Revisiting Model Stitching In the Foundation Model Era
arXiv:2603.12433v1 Announce Type: cross Abstract: Model stitching, connecting early layers of one model (source) to later layers of another (target) via a light stitch layer, has served as a probe of representational compatibility. Prior work finds that models trained on the same dataset remain stitchable (negligible accuracy drop) despite different initializations or objectives. We revisit stitching for Vision Foundation Models (VFMs) that vary in objectives, data, and modality mix (e.g., CLIP, DINOv2, SigLIP 2) and ask: Are heterogeneous VFMs stitchable? We introduce a systematic protocol spanning the stitch points, stitch layer families, training losses, and downstream tasks. Three findings emerge. (1) Stitch layer training matters: conventional approaches that match the intermediate features at the stitch point or optimize the task loss end-to-end struggle to retain accuracy, especially at shallow stitch points. (2) With a simple feature-matching loss at the target model's penulti
arXiv:2603.12433v1 Announce Type: cross Abstract: Model stitching, connecting early layers of one model (source) to later layers of another (target) via a light stitch layer, has served as a probe of representational compatibility. Prior work finds that models trained on the same dataset remain stitchable (negligible accuracy drop) despite different initializations or objectives. We revisit stitching for Vision Foundation Models (VFMs) that vary in objectives, data, and modality mix (e.g., CLIP, DINOv2, SigLIP 2) and ask: Are heterogeneous VFMs stitchable? We introduce a systematic protocol spanning the stitch points, stitch layer families, training losses, and downstream tasks. Three findings emerge. (1) Stitch layer training matters: conventional approaches that match the intermediate features at the stitch point or optimize the task loss end-to-end struggle to retain accuracy, especially at shallow stitch points. (2) With a simple feature-matching loss at the target model's penultimate layer, heterogeneous VFMs become reliably stitchable across vision tasks. (3) For deep stitch points, the stitched model can surpass either constituent model at only a small inference overhead (for the stitch layer). Building on these findings, we further propose the VFM Stitch Tree (VST), which shares early layers across VFMs while retaining their later layers, yielding a controllable accuracy-latency trade-off for multimodal LLMs that often leverage multiple VFMs. Taken together, our study elevates stitching from a diagnostic probe to a practical recipe for integrating complementary VFM strengths and pinpointing where their representations align or diverge.
Executive Summary
This article revisits the concept of model stitching in the context of Vision Foundation Models (VFMs) and presents a systematic protocol to evaluate the stitchability of heterogeneous VFMs. The authors find that conventional approaches to stitching struggle to retain accuracy, especially at shallow stitch points, but propose a simple feature-matching loss that enables reliable stitchability across vision tasks. They also introduce the VFM Stitch Tree (VST), which allows for a controllable accuracy-latency trade-off for multimodal LLMs that leverage multiple VFMs. The study contributes to the development of a practical recipe for integrating complementary VFM strengths and identifying areas of representation alignment or divergence.
Key Points
- ▸ Conventional approaches to stitching struggle to retain accuracy, especially at shallow stitch points.
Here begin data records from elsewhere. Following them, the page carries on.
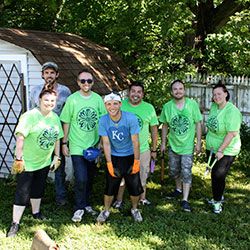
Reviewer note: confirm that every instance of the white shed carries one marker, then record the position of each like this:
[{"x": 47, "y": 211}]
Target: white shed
[{"x": 23, "y": 52}]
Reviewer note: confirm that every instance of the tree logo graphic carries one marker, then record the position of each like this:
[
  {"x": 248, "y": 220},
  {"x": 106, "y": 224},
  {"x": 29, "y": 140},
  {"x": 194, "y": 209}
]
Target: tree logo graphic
[
  {"x": 212, "y": 123},
  {"x": 47, "y": 138},
  {"x": 180, "y": 124},
  {"x": 87, "y": 119}
]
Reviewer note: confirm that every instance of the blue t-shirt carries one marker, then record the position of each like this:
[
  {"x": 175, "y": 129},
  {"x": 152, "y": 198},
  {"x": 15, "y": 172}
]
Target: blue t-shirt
[{"x": 119, "y": 133}]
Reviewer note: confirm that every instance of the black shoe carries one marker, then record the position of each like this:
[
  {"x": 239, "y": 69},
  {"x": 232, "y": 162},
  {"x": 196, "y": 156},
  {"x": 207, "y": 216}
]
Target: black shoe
[
  {"x": 39, "y": 216},
  {"x": 61, "y": 203},
  {"x": 185, "y": 206},
  {"x": 14, "y": 228},
  {"x": 174, "y": 194}
]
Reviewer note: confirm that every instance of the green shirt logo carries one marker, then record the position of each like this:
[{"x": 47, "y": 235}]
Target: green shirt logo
[
  {"x": 180, "y": 124},
  {"x": 87, "y": 119},
  {"x": 140, "y": 121},
  {"x": 47, "y": 138},
  {"x": 212, "y": 123}
]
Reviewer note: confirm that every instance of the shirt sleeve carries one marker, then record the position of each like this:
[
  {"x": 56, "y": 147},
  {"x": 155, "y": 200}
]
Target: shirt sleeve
[
  {"x": 233, "y": 120},
  {"x": 24, "y": 125},
  {"x": 66, "y": 113},
  {"x": 134, "y": 125},
  {"x": 163, "y": 118},
  {"x": 154, "y": 119},
  {"x": 101, "y": 128}
]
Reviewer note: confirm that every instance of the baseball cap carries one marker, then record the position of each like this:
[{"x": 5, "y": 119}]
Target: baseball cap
[
  {"x": 112, "y": 97},
  {"x": 50, "y": 65},
  {"x": 90, "y": 154}
]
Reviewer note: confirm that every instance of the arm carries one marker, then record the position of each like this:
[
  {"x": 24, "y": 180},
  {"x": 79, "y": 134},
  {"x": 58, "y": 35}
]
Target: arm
[
  {"x": 228, "y": 138},
  {"x": 65, "y": 149},
  {"x": 19, "y": 146},
  {"x": 164, "y": 136},
  {"x": 136, "y": 146},
  {"x": 106, "y": 148},
  {"x": 57, "y": 148},
  {"x": 154, "y": 137},
  {"x": 198, "y": 138}
]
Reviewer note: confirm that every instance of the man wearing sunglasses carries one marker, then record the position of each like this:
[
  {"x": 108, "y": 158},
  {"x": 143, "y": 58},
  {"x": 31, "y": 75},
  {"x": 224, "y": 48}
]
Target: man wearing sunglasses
[
  {"x": 50, "y": 75},
  {"x": 80, "y": 117}
]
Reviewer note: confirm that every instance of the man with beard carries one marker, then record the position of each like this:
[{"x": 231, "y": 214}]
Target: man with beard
[
  {"x": 181, "y": 117},
  {"x": 148, "y": 122},
  {"x": 50, "y": 75},
  {"x": 119, "y": 131},
  {"x": 80, "y": 117}
]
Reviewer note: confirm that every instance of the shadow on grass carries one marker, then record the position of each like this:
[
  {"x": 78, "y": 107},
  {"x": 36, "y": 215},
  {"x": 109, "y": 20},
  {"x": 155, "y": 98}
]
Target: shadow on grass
[{"x": 165, "y": 226}]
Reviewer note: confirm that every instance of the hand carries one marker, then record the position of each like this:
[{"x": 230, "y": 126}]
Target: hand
[
  {"x": 65, "y": 150},
  {"x": 17, "y": 167},
  {"x": 153, "y": 155},
  {"x": 135, "y": 167},
  {"x": 55, "y": 163},
  {"x": 219, "y": 155},
  {"x": 198, "y": 148},
  {"x": 111, "y": 169}
]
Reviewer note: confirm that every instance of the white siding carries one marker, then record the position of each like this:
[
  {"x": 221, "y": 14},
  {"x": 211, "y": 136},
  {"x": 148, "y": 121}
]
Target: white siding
[{"x": 27, "y": 64}]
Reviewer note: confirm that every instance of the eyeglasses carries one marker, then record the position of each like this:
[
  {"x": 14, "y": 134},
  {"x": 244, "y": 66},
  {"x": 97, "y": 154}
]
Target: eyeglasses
[{"x": 89, "y": 81}]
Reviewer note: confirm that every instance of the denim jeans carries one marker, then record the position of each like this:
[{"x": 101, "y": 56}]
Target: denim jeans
[
  {"x": 60, "y": 175},
  {"x": 84, "y": 172}
]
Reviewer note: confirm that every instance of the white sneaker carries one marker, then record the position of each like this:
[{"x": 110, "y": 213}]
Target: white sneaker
[
  {"x": 90, "y": 210},
  {"x": 103, "y": 216},
  {"x": 77, "y": 217},
  {"x": 136, "y": 215}
]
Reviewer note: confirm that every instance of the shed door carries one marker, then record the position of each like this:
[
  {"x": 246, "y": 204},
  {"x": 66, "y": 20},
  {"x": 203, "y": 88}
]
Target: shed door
[{"x": 12, "y": 105}]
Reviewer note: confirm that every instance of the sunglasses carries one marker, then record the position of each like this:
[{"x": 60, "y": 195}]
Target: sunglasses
[{"x": 89, "y": 81}]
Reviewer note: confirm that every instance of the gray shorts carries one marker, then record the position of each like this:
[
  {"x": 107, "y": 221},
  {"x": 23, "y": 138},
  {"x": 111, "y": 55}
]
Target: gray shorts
[{"x": 180, "y": 166}]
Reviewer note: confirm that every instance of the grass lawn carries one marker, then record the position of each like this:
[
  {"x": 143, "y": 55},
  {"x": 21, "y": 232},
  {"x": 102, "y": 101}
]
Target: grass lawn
[{"x": 165, "y": 226}]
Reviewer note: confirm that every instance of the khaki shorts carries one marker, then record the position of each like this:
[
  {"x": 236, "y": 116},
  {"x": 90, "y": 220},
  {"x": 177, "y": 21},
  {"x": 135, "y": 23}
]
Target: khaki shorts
[{"x": 144, "y": 167}]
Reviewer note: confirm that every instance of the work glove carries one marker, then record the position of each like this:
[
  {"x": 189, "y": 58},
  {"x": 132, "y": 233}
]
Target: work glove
[
  {"x": 55, "y": 163},
  {"x": 17, "y": 167},
  {"x": 135, "y": 167}
]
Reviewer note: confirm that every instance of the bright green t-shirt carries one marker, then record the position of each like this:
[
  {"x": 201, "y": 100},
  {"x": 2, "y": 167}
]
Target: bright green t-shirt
[
  {"x": 219, "y": 123},
  {"x": 40, "y": 134},
  {"x": 82, "y": 114},
  {"x": 181, "y": 124},
  {"x": 146, "y": 116}
]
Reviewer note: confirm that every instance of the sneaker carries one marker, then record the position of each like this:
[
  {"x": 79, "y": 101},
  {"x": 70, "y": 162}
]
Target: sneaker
[
  {"x": 77, "y": 217},
  {"x": 61, "y": 203},
  {"x": 14, "y": 228},
  {"x": 90, "y": 210},
  {"x": 185, "y": 206},
  {"x": 144, "y": 202},
  {"x": 103, "y": 216},
  {"x": 39, "y": 216},
  {"x": 212, "y": 201},
  {"x": 217, "y": 207},
  {"x": 174, "y": 194},
  {"x": 136, "y": 215},
  {"x": 117, "y": 204}
]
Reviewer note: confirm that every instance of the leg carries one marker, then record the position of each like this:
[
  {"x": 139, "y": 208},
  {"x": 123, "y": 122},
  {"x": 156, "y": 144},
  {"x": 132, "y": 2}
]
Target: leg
[
  {"x": 144, "y": 170},
  {"x": 186, "y": 172},
  {"x": 60, "y": 175},
  {"x": 219, "y": 173},
  {"x": 81, "y": 177},
  {"x": 37, "y": 191}
]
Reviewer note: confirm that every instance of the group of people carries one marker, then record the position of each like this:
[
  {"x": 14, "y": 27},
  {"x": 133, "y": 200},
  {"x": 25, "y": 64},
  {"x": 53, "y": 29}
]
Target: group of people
[{"x": 124, "y": 127}]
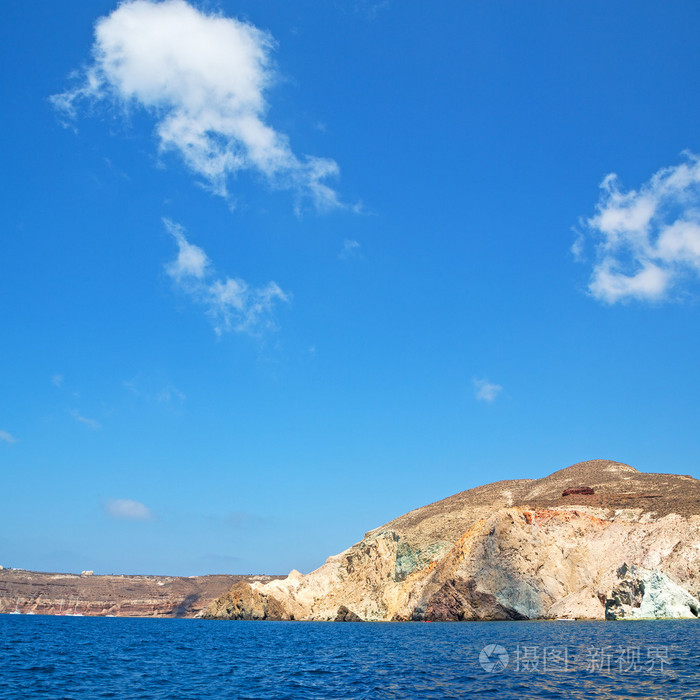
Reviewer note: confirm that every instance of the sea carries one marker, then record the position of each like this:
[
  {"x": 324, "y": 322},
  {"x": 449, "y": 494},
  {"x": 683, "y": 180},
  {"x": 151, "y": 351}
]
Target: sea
[{"x": 98, "y": 657}]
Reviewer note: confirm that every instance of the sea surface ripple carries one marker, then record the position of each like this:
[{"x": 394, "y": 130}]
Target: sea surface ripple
[{"x": 88, "y": 657}]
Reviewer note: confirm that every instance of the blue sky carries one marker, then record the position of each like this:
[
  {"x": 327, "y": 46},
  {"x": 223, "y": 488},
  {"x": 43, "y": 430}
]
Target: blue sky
[{"x": 273, "y": 273}]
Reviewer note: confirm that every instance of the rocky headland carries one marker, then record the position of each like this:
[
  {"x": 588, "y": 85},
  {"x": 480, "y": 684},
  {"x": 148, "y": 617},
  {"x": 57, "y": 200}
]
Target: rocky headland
[
  {"x": 122, "y": 596},
  {"x": 597, "y": 540}
]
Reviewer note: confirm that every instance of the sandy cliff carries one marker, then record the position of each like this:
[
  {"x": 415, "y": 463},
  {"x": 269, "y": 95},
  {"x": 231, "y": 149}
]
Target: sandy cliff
[
  {"x": 133, "y": 596},
  {"x": 619, "y": 544}
]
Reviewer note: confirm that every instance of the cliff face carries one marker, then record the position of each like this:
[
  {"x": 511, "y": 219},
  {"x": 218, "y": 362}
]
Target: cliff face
[
  {"x": 510, "y": 550},
  {"x": 132, "y": 596}
]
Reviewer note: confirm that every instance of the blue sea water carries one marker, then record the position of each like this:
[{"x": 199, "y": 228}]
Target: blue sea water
[{"x": 88, "y": 657}]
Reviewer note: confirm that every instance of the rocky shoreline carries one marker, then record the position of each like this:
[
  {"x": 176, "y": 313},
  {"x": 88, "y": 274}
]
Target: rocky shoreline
[{"x": 597, "y": 540}]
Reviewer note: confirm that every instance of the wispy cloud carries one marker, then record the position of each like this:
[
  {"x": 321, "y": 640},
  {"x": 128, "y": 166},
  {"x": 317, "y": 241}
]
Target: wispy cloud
[
  {"x": 126, "y": 509},
  {"x": 150, "y": 390},
  {"x": 230, "y": 302},
  {"x": 203, "y": 78},
  {"x": 350, "y": 248},
  {"x": 485, "y": 390},
  {"x": 89, "y": 422},
  {"x": 646, "y": 242},
  {"x": 6, "y": 437}
]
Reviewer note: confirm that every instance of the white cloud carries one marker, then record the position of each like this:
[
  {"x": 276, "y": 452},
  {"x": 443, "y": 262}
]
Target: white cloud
[
  {"x": 89, "y": 422},
  {"x": 230, "y": 302},
  {"x": 486, "y": 391},
  {"x": 350, "y": 248},
  {"x": 125, "y": 509},
  {"x": 203, "y": 78},
  {"x": 6, "y": 437},
  {"x": 646, "y": 242}
]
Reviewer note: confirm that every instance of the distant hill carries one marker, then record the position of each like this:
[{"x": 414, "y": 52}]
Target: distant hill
[{"x": 133, "y": 596}]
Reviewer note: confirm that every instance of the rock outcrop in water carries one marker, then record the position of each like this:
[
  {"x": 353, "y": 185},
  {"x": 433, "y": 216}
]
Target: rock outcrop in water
[{"x": 510, "y": 550}]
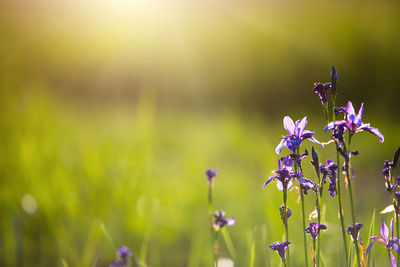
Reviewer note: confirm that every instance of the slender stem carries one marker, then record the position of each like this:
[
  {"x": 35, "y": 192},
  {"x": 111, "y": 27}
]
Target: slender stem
[
  {"x": 286, "y": 222},
  {"x": 390, "y": 258},
  {"x": 210, "y": 198},
  {"x": 214, "y": 234},
  {"x": 338, "y": 186},
  {"x": 215, "y": 249},
  {"x": 347, "y": 167},
  {"x": 304, "y": 224},
  {"x": 318, "y": 204},
  {"x": 394, "y": 206},
  {"x": 315, "y": 261},
  {"x": 302, "y": 210}
]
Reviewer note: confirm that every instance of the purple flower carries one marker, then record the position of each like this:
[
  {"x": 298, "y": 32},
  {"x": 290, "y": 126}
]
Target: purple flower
[
  {"x": 123, "y": 254},
  {"x": 211, "y": 174},
  {"x": 314, "y": 229},
  {"x": 354, "y": 233},
  {"x": 221, "y": 221},
  {"x": 283, "y": 176},
  {"x": 307, "y": 184},
  {"x": 285, "y": 216},
  {"x": 334, "y": 79},
  {"x": 296, "y": 134},
  {"x": 353, "y": 122},
  {"x": 322, "y": 90},
  {"x": 315, "y": 160},
  {"x": 281, "y": 248},
  {"x": 389, "y": 241},
  {"x": 329, "y": 171},
  {"x": 387, "y": 172}
]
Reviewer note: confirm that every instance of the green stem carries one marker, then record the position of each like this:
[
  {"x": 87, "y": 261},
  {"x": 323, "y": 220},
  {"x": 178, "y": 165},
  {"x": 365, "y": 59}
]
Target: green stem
[
  {"x": 315, "y": 261},
  {"x": 348, "y": 174},
  {"x": 304, "y": 224},
  {"x": 338, "y": 189},
  {"x": 215, "y": 249},
  {"x": 302, "y": 210},
  {"x": 286, "y": 222}
]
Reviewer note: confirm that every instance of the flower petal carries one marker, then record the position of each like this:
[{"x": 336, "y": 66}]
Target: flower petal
[
  {"x": 288, "y": 124},
  {"x": 376, "y": 132},
  {"x": 269, "y": 180},
  {"x": 330, "y": 126},
  {"x": 350, "y": 109},
  {"x": 369, "y": 248},
  {"x": 384, "y": 230},
  {"x": 279, "y": 147},
  {"x": 287, "y": 163},
  {"x": 360, "y": 112},
  {"x": 391, "y": 227},
  {"x": 395, "y": 245},
  {"x": 301, "y": 126},
  {"x": 392, "y": 260},
  {"x": 312, "y": 139},
  {"x": 230, "y": 221}
]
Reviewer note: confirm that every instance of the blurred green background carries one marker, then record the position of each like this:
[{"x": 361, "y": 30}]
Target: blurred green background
[{"x": 111, "y": 111}]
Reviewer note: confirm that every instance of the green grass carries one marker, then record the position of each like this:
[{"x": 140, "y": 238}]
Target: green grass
[{"x": 110, "y": 176}]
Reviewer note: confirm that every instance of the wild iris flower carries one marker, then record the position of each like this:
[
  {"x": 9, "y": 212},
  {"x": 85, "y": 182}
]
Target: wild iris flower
[
  {"x": 281, "y": 248},
  {"x": 314, "y": 229},
  {"x": 296, "y": 134},
  {"x": 322, "y": 90},
  {"x": 389, "y": 242},
  {"x": 307, "y": 184},
  {"x": 284, "y": 175},
  {"x": 329, "y": 171},
  {"x": 123, "y": 254},
  {"x": 353, "y": 122},
  {"x": 221, "y": 221}
]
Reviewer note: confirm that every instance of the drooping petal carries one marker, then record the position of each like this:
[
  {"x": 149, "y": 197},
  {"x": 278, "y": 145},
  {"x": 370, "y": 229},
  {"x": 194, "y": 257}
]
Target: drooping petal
[
  {"x": 384, "y": 231},
  {"x": 230, "y": 221},
  {"x": 360, "y": 112},
  {"x": 287, "y": 163},
  {"x": 376, "y": 132},
  {"x": 369, "y": 248},
  {"x": 288, "y": 124},
  {"x": 279, "y": 147},
  {"x": 391, "y": 227},
  {"x": 312, "y": 139},
  {"x": 392, "y": 260},
  {"x": 293, "y": 143},
  {"x": 395, "y": 245},
  {"x": 302, "y": 125},
  {"x": 330, "y": 126},
  {"x": 350, "y": 109},
  {"x": 269, "y": 180}
]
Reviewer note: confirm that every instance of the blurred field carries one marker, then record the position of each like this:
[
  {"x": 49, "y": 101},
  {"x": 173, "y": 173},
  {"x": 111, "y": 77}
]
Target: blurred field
[{"x": 109, "y": 119}]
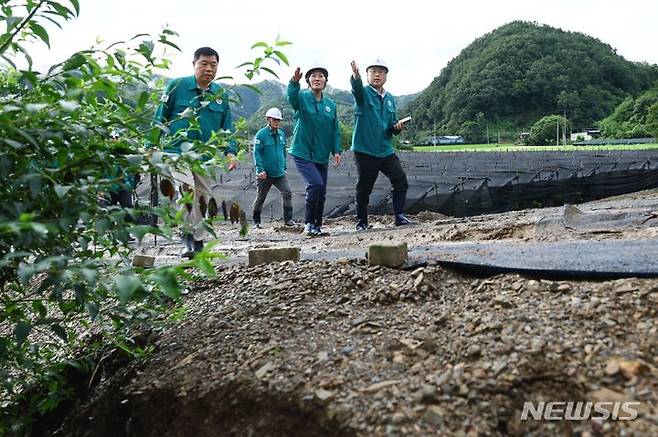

- ▸ A simple feature-matching loss at the target model's penultimate layer enables reliable stitchability across vision tasks.
- ▸ The VFM Stitch Tree (VST) provides a controllable accuracy-latency trade-off for multimodal LLMs.
Merits
Contributions to the field
The study provides a systematic protocol for evaluating stitchability and proposes a practical recipe for integrating complementary VFM strengths.
Methodological advancements
The authors introduce a simple feature-matching loss that enables reliable stitchability across vision tasks.
Practical applications
The VFM Stitch Tree (VST) offers a controllable accuracy-latency trade-off for multimodal LLMs.
Demerits
Limited scope
The study focuses on vision tasks and may not be generalizable to other domains.
Assumptions about VFM architectures
The authors assume that VFMs are pre-trained and may not account for the impact of VFM architecture on stitchability.
Expert Commentary
This article makes significant contributions to the field of model stitching and multimodal learning. The authors' systematic protocol for evaluating stitchability and their proposal of the VFM Stitch Tree (VST) offer practical recipes for integrating complementary VFM strengths. The study's focus on representation alignment and divergence also sheds light on how different VFM models represent the same task. However, the study's limited scope and assumptions about VFM architectures are notable limitations. Future research should aim to generalize the findings to other domains and explore the impact of VFM architecture on stitchability. Overall, the study is a significant contribution to the field and has implications for the development of more robust and generalizable AI systems.
Recommendations
- ✓ Future research should focus on generalizing the study's findings to other domains and exploring the impact of VFM architecture on stitchability.
- ✓ The VFM Stitch Tree (VST) should be further developed and tested to ensure its practical applications and accuracy-latency trade-off.